Malaysia Alami Kesulitan Hentikan Impor Sampah Plastik dari Eropa
, Kuala Lumpur – Malaysia masih menjadi pengimpor sampah plastik dari Uni Eropa terbesar kedua di dunia, meski pemerintahnya telah bertekad untuk mencegah negara itu menjadi tempat pembuangan sampah global.
Menurut data Eurostat, jumlah sampah plastik yang diimpor dari Uni Eropa di tahun 2023 meningkat 35 persen dibanding 2022, dikutip dari DW Indonesia, Jumat (1/11/2024).
Uni Eropa mengekspor 8,5 juta ton kertas, plastik, dan kaca pada 2023, di mana lebih dari seperlima material itu ditujukan ke tempat pembuangan sampah di Malaysia.
Selain Malaysia, Indonesia dan Vietnam juga termasuk negara pengimpor sampah Eropa terbesar.
Sekitar 90 persen sampah Eropa sejatinya telah diolah secara lokal. Namun, ekspor sampah juga dilaporkan melonjak menjadi 72 persen sejak 2004, demikian menurut data Komisi Eropa.
Kritikus Mempertanyakan Etika Daur Ulang Uni Eropa
Uni Eropa kini telah sepakat untuk melarang ekspor sampah plastik ke negara-negara di luar Organisasi Kerja Sama Ekonomi dan Pembangunan (OECD), termasuk negara Malaysia, mulai pertengahan 2026.
Langkah ini bertujuan untuk mencegah material seperti plastik atau bahan kimia, dikirim ke negara-negara yang tidak dapat mengolahnya dengan baik.
Jan Dell, seorang insinyur dan pendiri sebuah kelompok pegiat lingkungan bernama The Last Beach Cleanup, mengatakan kepada DW bahwa larangan Uni Eropa ini merupakan “pengakuan” bahwa ekspor sampah plastik itu “berbahaya dan tidak etis.”
Namun, ia juga mengkritik Uni Eropa karena “secara besar-besaran, telah meningkatkan pengiriman jumlah sampah plastik ke Asia saat ini.”

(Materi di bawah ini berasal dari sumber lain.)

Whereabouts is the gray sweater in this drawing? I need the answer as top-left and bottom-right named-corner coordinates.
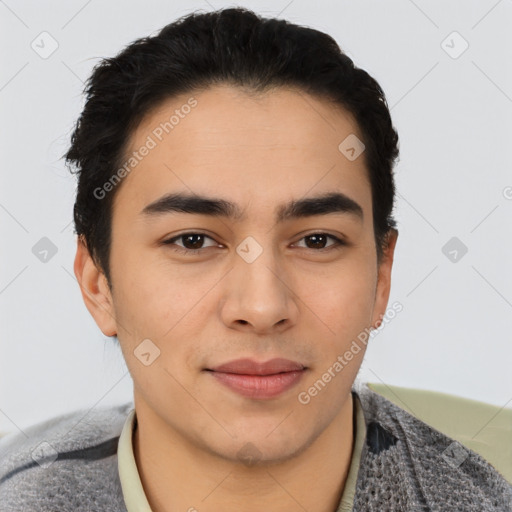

“Ketika Uni Eropa mencoba mengajarkan dunia untuk memiliki ambisi ramah lingkungan yang tinggi, mereka justru secara terang-terangan bersikap munafik dan secara sembrono mengekspor bahkan berpura-pura bahwa sampah plastik itu daur ulang, daripada melarang penggunaan plastik sekali pakai atau membakarnya di dalam negeri dan menghitung karbon yang mereka hasilkan,” tambahnya.
Negara-negara Asia Tenggara telah mengimpor lebih dari 100 juta ton sampah logam, kertas, dan plastik setiap tahunnya, yang bernilai sekitar 47 miliar Euro (sekitar Rp796,5 triliun) antara 2017 dan 2021, menurut laporan PBB yang diterbitkan tahun ini.
Ketika Cina telah melarang impor sebagian besar plastik dan bahan lainnya pada 2018 lalu, beberapa negara Asia Tenggara justru mengalami lonjakan. Pada 2021, Malaysia menjadi salah satu pengimpor utama sampah plastik di dunia.
Pemerintah Malaysia telah menyatakan selama bertahun-tahun bahwa negaranya ingin mengurangi impor sampah, tetapi tidak secara resmi melarangnya.
“Pemerintah Malaysia terus mengizinkan impor sampah plastik karena alasan ekonomi dan [karena] permintaan dari industri daur ulang lokal,” kata Hema Sulakshana, juru kampanye Greenpeace Malaysia, kepada DW.
“Namun, sebagian besar plastik yang diimpor justru tidak dapat didaur ulang atau terkontaminasi, dan pada akhirnya dibuang ke tempat pembuangan sampah atau dibakar.”